В сентябре мы въехали в наше новое жилище. Два этажа занимали студенческие квартиры, их снимали либо молодые семьи, либо куча молодежи вскладчину – все учащиеся Сорбонны. На одном этаже жила даже семья профессора с факультета философии. Трущобы, конечно, не отличались красотой – бетонные, серые, но при этом на удивление просторные. Нам вполне хватило места, и даже организовалась полноценная детская комната.
Увы, остальные этажи и дома вокруг занимала не такая возвышенная публика.
Вечерами наши восточные соседи громко слушали арабо-французский рэп (истинное наслаждение для гурманов от музыки), выясняли, кто кому должен денег, кто где что удачно украл, хвастались стычками с полицией, и бесконечно обсуждали межличностные отношения внутри своей компании. Люди эти, однако, не были лишены талантов. Они регулярно разрисовывали стены окрестных домов, закрашивали и вновь разрисовывали, очевидно, стремясь к художественному совершенству. Я твердо верю, что где-то среди них есть французский Бэнкси, пройдет время, и он проявит себя, если, конечно, не получит срок за налет на лотерейную лавку или Apple Store.
Конечно, мы волновались, что живем в такой вот резервации – несколько десятков студентов среди активных и политически просвещенных «новых» французов. Это был их район, и за те несколько месяцев, что мы прожили в своеобразном гетто, я не видела ни одной полицейской машины поблизости.
Но общие беды и радости сближают людей, и я решила, что не торчать же мне дома, как в тюрьме, боясь высунуть свою белую физиономию из окна. Да и с Даниэлем необходимо гулять, необходимо узнавать, где тут поблизости хорошие овощные и фруктовые лавки, и где купить, в конце концов, багет? С этим мне могли помочь только в одном месте – на детской площадке.
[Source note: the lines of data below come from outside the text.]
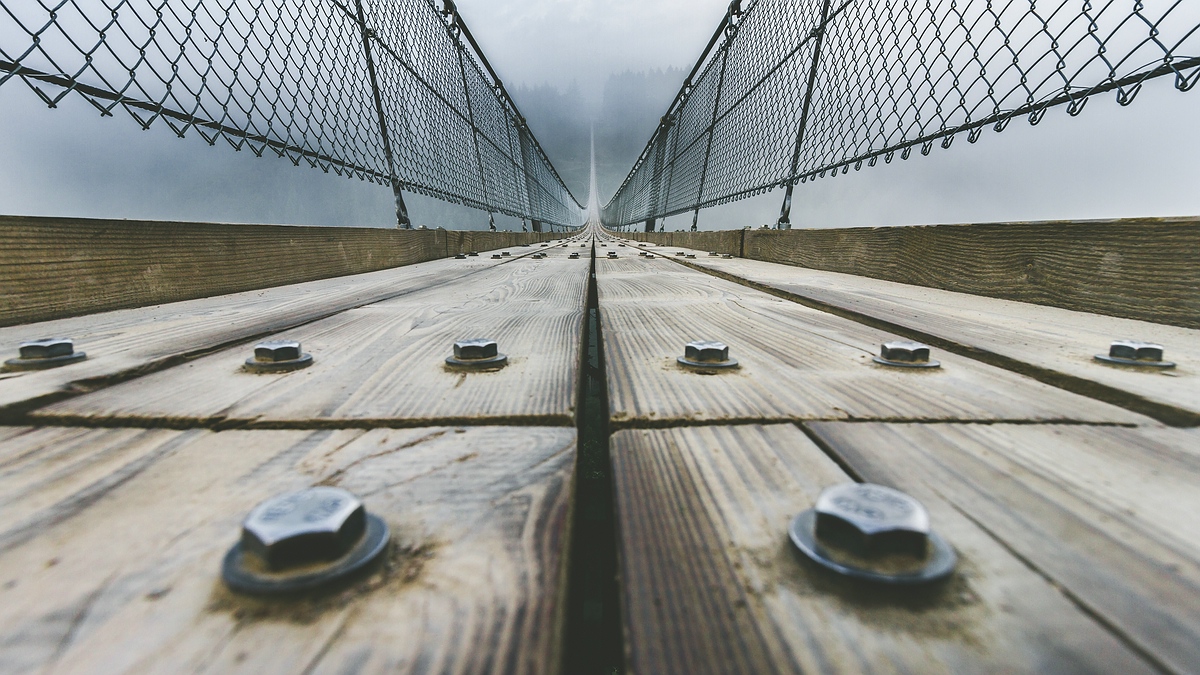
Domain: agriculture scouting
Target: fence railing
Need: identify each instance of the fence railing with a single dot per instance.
(393, 91)
(790, 90)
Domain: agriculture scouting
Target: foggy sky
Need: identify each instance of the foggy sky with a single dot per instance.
(1110, 161)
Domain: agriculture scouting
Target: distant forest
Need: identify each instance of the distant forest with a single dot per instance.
(629, 112)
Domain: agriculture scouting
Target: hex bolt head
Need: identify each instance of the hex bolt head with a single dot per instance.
(276, 351)
(47, 348)
(313, 525)
(477, 352)
(475, 348)
(707, 354)
(45, 353)
(277, 356)
(873, 532)
(1137, 353)
(301, 541)
(905, 353)
(707, 351)
(871, 521)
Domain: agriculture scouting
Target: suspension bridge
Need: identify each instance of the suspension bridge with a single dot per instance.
(594, 446)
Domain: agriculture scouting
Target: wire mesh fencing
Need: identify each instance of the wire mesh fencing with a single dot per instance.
(391, 91)
(791, 90)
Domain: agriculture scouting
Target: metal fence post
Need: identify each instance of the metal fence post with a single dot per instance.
(817, 34)
(402, 220)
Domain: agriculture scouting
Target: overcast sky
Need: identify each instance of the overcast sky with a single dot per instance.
(1110, 161)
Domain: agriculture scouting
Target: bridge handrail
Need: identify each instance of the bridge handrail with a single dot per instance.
(394, 91)
(791, 90)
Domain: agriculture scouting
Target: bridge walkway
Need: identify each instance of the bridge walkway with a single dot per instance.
(124, 478)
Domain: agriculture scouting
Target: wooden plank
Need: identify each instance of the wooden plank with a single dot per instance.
(384, 364)
(712, 584)
(796, 363)
(54, 267)
(126, 342)
(1107, 514)
(1050, 344)
(1134, 268)
(126, 579)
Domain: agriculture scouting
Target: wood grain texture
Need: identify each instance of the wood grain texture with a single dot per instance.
(123, 572)
(384, 364)
(125, 342)
(53, 268)
(796, 363)
(712, 584)
(1051, 344)
(1137, 268)
(1107, 514)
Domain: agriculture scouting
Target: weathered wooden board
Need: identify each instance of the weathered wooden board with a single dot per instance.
(1050, 344)
(1135, 268)
(384, 364)
(121, 571)
(1107, 514)
(124, 342)
(712, 584)
(796, 363)
(54, 267)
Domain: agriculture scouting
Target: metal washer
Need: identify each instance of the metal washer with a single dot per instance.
(373, 543)
(497, 360)
(707, 365)
(256, 365)
(930, 363)
(940, 566)
(43, 364)
(1135, 363)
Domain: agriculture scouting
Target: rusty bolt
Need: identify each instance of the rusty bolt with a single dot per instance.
(873, 532)
(304, 539)
(905, 353)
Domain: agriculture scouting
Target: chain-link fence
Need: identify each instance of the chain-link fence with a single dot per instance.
(790, 90)
(394, 91)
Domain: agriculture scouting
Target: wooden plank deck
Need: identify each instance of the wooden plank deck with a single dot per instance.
(384, 364)
(129, 342)
(796, 363)
(113, 539)
(1053, 344)
(1107, 514)
(712, 584)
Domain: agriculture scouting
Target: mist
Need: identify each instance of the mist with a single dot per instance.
(574, 66)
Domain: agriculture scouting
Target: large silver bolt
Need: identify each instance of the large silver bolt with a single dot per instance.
(871, 521)
(905, 353)
(304, 539)
(706, 354)
(45, 353)
(276, 356)
(477, 352)
(319, 524)
(873, 532)
(1135, 352)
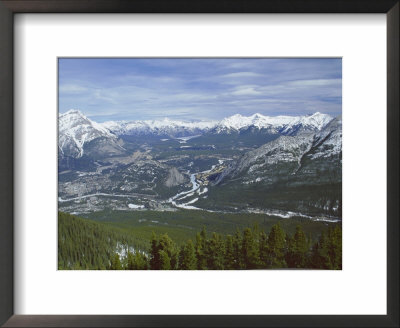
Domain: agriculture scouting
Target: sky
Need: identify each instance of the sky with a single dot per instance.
(198, 89)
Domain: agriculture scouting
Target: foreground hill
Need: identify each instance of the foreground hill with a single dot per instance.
(84, 244)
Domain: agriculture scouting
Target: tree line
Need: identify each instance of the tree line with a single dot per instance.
(246, 249)
(85, 244)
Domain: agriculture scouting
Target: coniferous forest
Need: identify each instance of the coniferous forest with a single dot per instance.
(88, 245)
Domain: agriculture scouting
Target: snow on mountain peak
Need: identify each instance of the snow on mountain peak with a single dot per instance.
(75, 129)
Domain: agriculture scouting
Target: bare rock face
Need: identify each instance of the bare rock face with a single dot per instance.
(175, 178)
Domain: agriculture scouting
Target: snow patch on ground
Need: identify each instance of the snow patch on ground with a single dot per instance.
(133, 206)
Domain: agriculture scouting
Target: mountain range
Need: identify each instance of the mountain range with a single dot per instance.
(284, 165)
(77, 133)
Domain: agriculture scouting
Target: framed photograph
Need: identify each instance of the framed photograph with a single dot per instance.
(169, 166)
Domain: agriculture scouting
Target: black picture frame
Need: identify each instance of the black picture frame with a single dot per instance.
(10, 7)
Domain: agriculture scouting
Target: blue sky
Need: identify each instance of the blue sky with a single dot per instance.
(198, 89)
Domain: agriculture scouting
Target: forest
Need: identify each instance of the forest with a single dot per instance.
(88, 245)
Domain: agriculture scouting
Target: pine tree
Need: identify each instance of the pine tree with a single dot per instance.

Там я познакомилась с несколькими местными женщинами и их детишками, мы неплохо побеседовали, обсудили вред дуду, посплетничали про французов, и когда они поняли, что мы ничуть их не чураемся, не задираем нос и не делим людей по сортам, как какие-нибудь яблоки на рынке, то атмосфера сразу же потеплела. Особенно у них вызвал понимание и сочувствие тот факт, что Лоран вот так внезапно потерял работу. Это было знакомо любой афро- и арабо-французской женщине, мужья которых годами сидели на пособиях, и их единственный шанс легально увеличить доход семьи – это родить еще одного ребенка. Буквально на другой день наши новые соседки стали разрывать меня приглашениями в гости. Mon Dieu, а какой они готовили кус-кус! Запах носился по всем окрестным улицам. Такого вкусного кус-куса я больше нигде не ела. Вот и появились знакомые в округе, стало не так волнительно выходить на улицу, так как их старшие дети уже знали нашу семью. А я узнала, в какой лавке покупать продукты, правда, вместо багета на нашем столе теперь царствовала пита. Но мы ее полюбили всем сердцем).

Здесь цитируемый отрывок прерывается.